The same imagery was also the probable source of inspiration for a device found in two slightly different versions in two Dutch editions datable to the late 1480s. The first version has “the elephant facing the right, surmounted by a castle with warriors, with two banners displaying the arms of Gouda and of the Archduke Maximilian; the initials G.D. to left and right” [Catalogue of books printed in the XVth century now in the British Museum [British Library], vol. IX, London, 1962, p. 38], and can be found in the Historie hertoghe godevaerte van boloen, i.e. the Dutch translation of Godefrey of Boloyne, or The siege and conquest of Jerusalem, attributed to a printer working in Gouda around 1486-87 (ISTC ig00317000). The second is very similar to the previous one, but “freshly cut”, smaller in size and with the elephant turned to the left. It is found in the second incunable edition of Le chevalier délibéré by Olivier de la Marche, also possibly printed in Gouda by the same anonymous printer after 31 October 1489 (ISTC il00029010). Both editions are lavishly illustrated by cycles of newly cut woodcuts and therefore stand out from the rather modest outputs produced by contemporary Gouda printing presses. For this reason, even though both editions have been temptatively assigned to the press of the Collaciebroeders, the devices have been attributed to a patron rather than a printer (see Catalogue … [British Library], cit. above, p. 38, and Wytze Hellinga and Lotte Hellinga, The Fifteenth-Century Printing Types of The Low Countries, vol. 1, Amsterdam, 1966, pp. 85-6 and 88).
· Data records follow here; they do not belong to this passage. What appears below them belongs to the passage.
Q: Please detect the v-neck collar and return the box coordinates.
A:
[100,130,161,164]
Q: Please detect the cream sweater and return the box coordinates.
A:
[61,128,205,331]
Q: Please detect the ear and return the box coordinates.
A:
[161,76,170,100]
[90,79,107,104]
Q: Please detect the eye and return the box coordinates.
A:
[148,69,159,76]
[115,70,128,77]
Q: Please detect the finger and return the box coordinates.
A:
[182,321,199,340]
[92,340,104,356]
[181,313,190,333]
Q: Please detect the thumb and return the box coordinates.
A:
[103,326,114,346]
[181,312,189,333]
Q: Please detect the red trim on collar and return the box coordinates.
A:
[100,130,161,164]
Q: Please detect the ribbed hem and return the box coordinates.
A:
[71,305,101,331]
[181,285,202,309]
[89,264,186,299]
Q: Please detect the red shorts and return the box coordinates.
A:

Given the abundance of elephant images in medieval artefacts, I should not have been so surprise to find the tool of a war elephant in our bindings. As it was the case with the arrival of the young elephants in Rome and Vienna, the transit of an elephant through several towns in Holland in 1484 may well have inspired the realistic representation of an elephant on leaf Q2 verso of the Dutch translation of De proprietatibus rerum by Bartholomaeus Anglicus, printed in Haarlem by Jacob Bellaert with the title Van den proprieteyten der dinghen on 24 December 1485 (ISTC ib00142000), but also sparked the representation of a war elephant in the devices of Gouda editions from “the howdah on the elephant’s back and the identity of the word in sound with the name of the town [of Gouda]”, as suggested by Henry Bradshaw (A Classified Index of the Fifteenth Century Books in the De Meyer Collection sold at Ghent, November, 1869 (Memorandum no. 2), London, 1870, Note C, p. 14; repr. Collected Papers by Henry Bradshaw, XI, 206-236, pp. 219-220).
The attribution of the devices to a patron rather than a printing press seems to confirm my own hypothesis that the small binding tool representing an “elephant and castle” in our bindings may provide a clue for the identification of their late 15th– or early 16th-century owner rather than the binder and, consequently, an explanation for its rarity among medieval and Renaissance bindings.
P.S. The odyssey of Suleiman from Lisbon to Vienna was vividly recounted in a mixture of fact, fable and fantasy by Jose Saramago, winner of the Nobel Prize for Literature in 1998, in his novel The Elephant’s Journey published in Lisbon in 2008.